By comparison, muons have been making headlines in recent years for their ability to help us look deep inside volcanoes, peek through pyramids and see inside cyclones. Muons fall constantly and frequently around the world (about 10,000/m2/min), and they can’t be tampered with. They exist for only 2.2 µs, but because they travel at the speed of light in a vacuum (300,000 km/s), they have enough time to reach Earth from the atmosphere and penetrate deep into the ground.
“Cosmic-ray muons fall equally across the Earth and always travel at the same speed regardless of what matter they traverse, penetrating even kilometres of rock,” explained Professor Hiroyuki Tanaka, from Muographix at The University of Tokyo. “Now, by using muons, we have developed a new kind of GPS, which we have called the muometric positioning system (muPS), which works underground, indoors and underwater.”
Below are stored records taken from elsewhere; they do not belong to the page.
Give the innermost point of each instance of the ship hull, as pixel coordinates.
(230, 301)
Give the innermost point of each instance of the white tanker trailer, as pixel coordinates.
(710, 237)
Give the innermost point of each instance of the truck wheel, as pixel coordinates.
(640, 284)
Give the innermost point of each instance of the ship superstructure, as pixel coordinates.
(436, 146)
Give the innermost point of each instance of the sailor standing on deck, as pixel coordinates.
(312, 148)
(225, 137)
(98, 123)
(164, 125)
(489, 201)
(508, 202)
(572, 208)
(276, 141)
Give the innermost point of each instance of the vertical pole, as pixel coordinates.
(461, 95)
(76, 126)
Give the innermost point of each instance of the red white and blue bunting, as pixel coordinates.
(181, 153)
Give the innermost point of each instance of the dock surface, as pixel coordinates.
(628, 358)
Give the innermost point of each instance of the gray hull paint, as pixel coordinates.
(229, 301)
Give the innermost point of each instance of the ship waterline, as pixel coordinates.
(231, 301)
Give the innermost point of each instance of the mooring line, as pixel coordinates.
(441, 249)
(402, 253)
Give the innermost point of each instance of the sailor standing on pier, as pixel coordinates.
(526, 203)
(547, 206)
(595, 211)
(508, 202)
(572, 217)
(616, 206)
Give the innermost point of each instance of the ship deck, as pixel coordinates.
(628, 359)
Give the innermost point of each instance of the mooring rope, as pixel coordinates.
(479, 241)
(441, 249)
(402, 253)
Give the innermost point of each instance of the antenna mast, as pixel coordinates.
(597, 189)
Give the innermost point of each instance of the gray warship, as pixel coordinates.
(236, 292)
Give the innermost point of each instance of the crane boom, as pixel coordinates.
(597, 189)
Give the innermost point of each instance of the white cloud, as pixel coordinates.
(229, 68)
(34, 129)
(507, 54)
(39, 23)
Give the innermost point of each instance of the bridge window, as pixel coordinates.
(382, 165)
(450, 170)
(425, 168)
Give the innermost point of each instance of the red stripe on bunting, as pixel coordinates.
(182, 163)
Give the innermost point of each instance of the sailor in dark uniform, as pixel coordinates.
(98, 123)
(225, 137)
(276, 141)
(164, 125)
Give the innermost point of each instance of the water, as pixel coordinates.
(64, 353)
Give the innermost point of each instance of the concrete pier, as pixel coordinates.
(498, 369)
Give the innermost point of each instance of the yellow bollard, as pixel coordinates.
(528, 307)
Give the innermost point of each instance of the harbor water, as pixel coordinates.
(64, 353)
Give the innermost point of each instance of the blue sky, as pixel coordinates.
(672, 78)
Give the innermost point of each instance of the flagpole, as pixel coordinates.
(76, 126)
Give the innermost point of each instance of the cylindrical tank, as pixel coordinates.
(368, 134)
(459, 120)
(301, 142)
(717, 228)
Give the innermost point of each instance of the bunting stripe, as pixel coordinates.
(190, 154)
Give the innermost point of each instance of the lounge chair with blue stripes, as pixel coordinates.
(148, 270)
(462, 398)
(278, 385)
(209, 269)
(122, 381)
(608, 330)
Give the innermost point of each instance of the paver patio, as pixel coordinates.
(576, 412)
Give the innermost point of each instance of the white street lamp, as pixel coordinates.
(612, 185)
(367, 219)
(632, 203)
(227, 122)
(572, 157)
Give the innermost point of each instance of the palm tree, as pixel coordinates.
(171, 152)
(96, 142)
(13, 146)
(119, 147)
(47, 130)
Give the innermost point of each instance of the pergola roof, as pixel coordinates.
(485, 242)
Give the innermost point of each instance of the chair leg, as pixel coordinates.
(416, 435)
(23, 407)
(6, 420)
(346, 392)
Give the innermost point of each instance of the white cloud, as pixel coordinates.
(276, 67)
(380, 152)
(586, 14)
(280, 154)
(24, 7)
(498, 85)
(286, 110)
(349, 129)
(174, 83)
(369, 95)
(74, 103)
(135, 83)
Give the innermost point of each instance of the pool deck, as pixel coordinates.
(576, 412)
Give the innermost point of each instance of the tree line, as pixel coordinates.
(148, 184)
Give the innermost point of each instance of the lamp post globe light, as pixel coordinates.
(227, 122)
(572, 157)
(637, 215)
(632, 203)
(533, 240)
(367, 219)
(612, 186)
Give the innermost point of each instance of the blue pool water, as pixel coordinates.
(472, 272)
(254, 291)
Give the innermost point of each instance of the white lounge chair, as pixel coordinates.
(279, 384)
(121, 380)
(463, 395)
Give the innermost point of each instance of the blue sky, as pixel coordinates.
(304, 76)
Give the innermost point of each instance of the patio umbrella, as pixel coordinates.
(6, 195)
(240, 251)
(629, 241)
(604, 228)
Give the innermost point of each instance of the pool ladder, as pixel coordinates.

MuPS was initially created to help detect seafloor changes caused by underwater volcanoes or tectonic movement. It uses four muon-detecting reference stations above ground to provide coordinates for a muon-detecting receiver underground. Early iterations of this technology required the receiver to be connected to a ground station by a wire, restricting movement, but the latest research uses high-precision quartz clocks to synchronise the ground stations with the receiver. The four parameters provided by the reference stations, plus the synchronised clocks used to measure the muons’ ‘time of flight’, enable the receiver’s coordinates to be determined. This new system is called the muometric wireless navigation system (MuWNS).
To test the navigation ability of MuWNS, reference detectors were placed on the sixth floor of a building while a ‘navigatee’ took a receiver detector to the basement floor. They slowly walked up and down the corridors of the basement while holding the receiver. Rather than navigating in real time, measurements were taken and used to calculate their route and confirm the path they had taken.
“The current accuracy of MuWNS is between 2 metres and 25 metres, with a range of up to 100 metres, depending on the depth and speed of the person walking,” Tanaka said. “This is as good as, if not better than, single-point GPS positioning above ground in urban areas. But it is still far from a practical level. People need one-metre accuracy, and the key to this is the time synchronisation.”
Improving the system to enable real-time, metre-accurate navigation hinges on time and money. Ideally, the team wants to use chip-scale atomic clocks, or CSACs.
“CSACs are already commercially available and are two orders of magnitude better than the quartz clocks we currently use,” Tanaka said.
“They are too expensive for us to use now, but I foresee that they will become much cheaper as the global demand for CSAC for cellphones increases.”
MuWNS could someday be used to navigate robots working underwater or guide autonomous vehicles underground. Aside from the atomic clock, all the other electronic components of MuWNS can now be miniaturised, so the team hopes that eventually fitting it into handheld devices, like smartphones, will be feasible. In emergency situations like a building or mine collapse, this could be a future game changer for search and rescue teams.